Funny Chuck Norris status

Posted: October 18th, 2010 | Author: | Filed under: Funny | Tags: | No Comments »

  • If you ask Chuck Norris what time it is, he always says, “Two seconds till.”
  • A man once asked Chuck Norris if his real name is “Charles”. Chuck Norris did not respond, he simply stared at him until he exploded.
  • Chuck Norris once shot a German plane down with his finger, by yelling, “Bang!”
  • Chuck Norris appeared in the “Street Fighter II” video game, but was removed by Beta Testers because every button caused him to do a roundhouse kick. When asked bout this “glitch,” Norris replied, “That’s no glitch.”

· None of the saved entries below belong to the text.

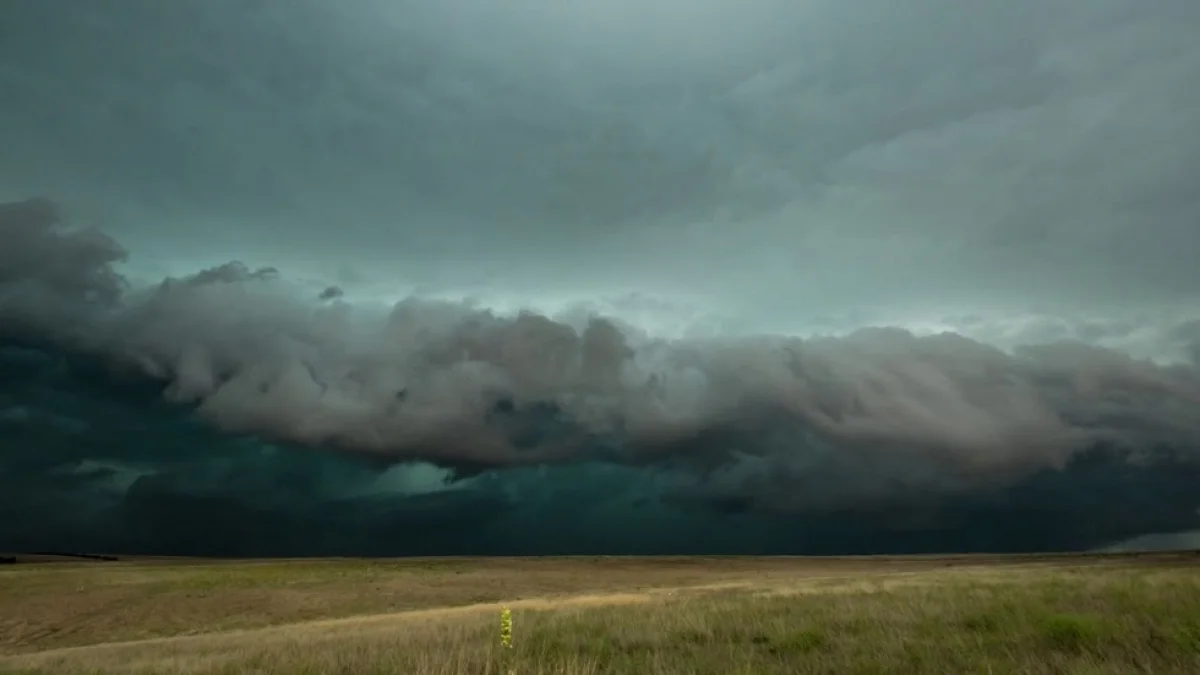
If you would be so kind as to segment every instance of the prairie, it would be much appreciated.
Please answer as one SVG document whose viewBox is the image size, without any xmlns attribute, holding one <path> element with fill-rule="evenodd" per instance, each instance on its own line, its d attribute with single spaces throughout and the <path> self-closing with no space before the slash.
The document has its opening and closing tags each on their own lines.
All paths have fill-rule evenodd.
<svg viewBox="0 0 1200 675">
<path fill-rule="evenodd" d="M 0 672 L 1194 674 L 1200 555 L 19 561 Z"/>
</svg>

  • Chuck Norris does not sleep. He waits.
  • Wilt Chamberlin claims to have slept with over 20,000 women in his lifetime. Chuck Norris calls this “a slow Tuesday.”
  • Chuck Norris can impregnate women with only a glance. He can also do this to men.
  • Chuck Norris does not use spell check. His spelling checks itself.
  • Chuck Norris’ tears cure cancer. Too bad he has never cried.
  • When the Boogeyman goes to sleep every night he checks his closet for Chuck Norris.
  • Chuck Norris has already been to Mars; that’s why there are no signs of life there.
  • President Bush DID have a sure fire plan to end the war in Iraq, However Chuck Norris was busy that day.